My current research contains two major themes. They are:
- Transfer of learning of information literacy skills
- Supporting academic librarians’ explorations of their campuses’ social justice needs
Both of these themes work toward supporting needs of the “whole person” in the academic library. They have evolved throughout my eleven years of teaching and research at CU Denver. I am also excited at the richness that my doctoral studies, and the work that has followed them, has brought to the research that I already perform in academic libraries.
In addition, I frequently take part in research, writing, and training projects that support the education of Master of Library Science (MLS) students worldwide. I am particularly interested in helping students develop confident, versatile teaching techniques, as well as helping them to take advantage of opportunities for learning.
These are several pieces of my ongoing work:
The Actor-Oriented Transfer Perspective and Information Literacy
During my doctoral studies, I engaged with the actor-oriented transfer perspective (AOT), a framework for exploring students’ thinking as they solve problems. I am now working on using principles of AOT to find authentic ways of exploring students’ thinking as they use information literacy skills in their own lives and educations. I’m also working on developing tools so that other librarians and educators may explore their students’ thought processes related to information literacy as well.
Research on Transfer in Urban Planning Information Literacy Education
Since May 2017 Dr. Andrew Rumbach (Assistant Professor of Urban and Regional Planning) and I have been measuring transfer and development of information literacy skills in urban planning education. At present, we are tracking students’ information literacy skills throughout the first year of their Master of Urban and Regional Planning degree. Our research examines real-world information-seeking behaviors among these students. We hope that our work will help to shape information literacy-related teaching practices in this field, as well as to contribute to information literacy teaching for graduate students in a broader sense.
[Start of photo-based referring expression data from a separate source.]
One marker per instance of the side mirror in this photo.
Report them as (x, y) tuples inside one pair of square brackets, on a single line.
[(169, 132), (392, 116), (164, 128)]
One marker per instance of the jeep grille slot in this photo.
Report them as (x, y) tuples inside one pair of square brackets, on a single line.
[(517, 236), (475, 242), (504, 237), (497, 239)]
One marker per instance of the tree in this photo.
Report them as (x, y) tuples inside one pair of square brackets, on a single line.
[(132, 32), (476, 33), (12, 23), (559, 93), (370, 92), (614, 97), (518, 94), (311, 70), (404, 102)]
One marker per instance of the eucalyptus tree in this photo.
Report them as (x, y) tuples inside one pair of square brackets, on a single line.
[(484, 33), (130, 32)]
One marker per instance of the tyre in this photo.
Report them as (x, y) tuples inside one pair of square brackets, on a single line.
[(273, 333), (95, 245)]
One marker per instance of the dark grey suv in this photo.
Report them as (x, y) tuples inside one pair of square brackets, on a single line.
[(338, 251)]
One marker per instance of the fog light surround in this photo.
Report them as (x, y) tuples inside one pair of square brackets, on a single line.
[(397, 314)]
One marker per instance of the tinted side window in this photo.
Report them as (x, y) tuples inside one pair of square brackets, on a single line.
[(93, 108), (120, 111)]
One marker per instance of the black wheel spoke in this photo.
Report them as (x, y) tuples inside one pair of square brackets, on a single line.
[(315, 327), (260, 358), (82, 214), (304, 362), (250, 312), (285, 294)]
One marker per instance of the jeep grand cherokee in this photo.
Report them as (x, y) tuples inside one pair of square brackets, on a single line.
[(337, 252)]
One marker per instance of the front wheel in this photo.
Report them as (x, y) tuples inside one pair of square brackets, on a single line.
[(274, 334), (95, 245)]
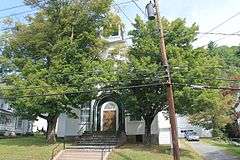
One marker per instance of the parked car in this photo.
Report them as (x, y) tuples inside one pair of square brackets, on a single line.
[(192, 136), (186, 132)]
Social Justice Needs in Academic Libraries Worldwide
Along with my friend and colleague Zachary Newell (Salem State University, MA), I have created a series of workshops, presentations, and writings on this topic. Our goals are to help academic librarians to (a) develop a level of familiarity with social justice issues that affect the students who attend their institutions, (b) learn to evaluate their educational settings for social justice-related needs, and (c) plan to take action related to those needs. We perceive that students frequently express these needs to academic librarians; we want to empower those librarians to understand and approach needs, large or small.
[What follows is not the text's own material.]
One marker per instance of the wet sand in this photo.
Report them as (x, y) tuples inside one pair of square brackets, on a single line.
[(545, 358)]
Thus far in our work, it’s been exciting to work with academic librarians from around the world (primarily through the BOBCATSSS 2017 and 2018 conferences, as well as ALISE 2018). We’ve listened to them as they have identified, explored, and planned to approach these needs in their own communities. In the future, we intend to create a toolkit to help academic librarians seek out culturally appropriate information and techniques. We are also deeply interested in turning theory into action.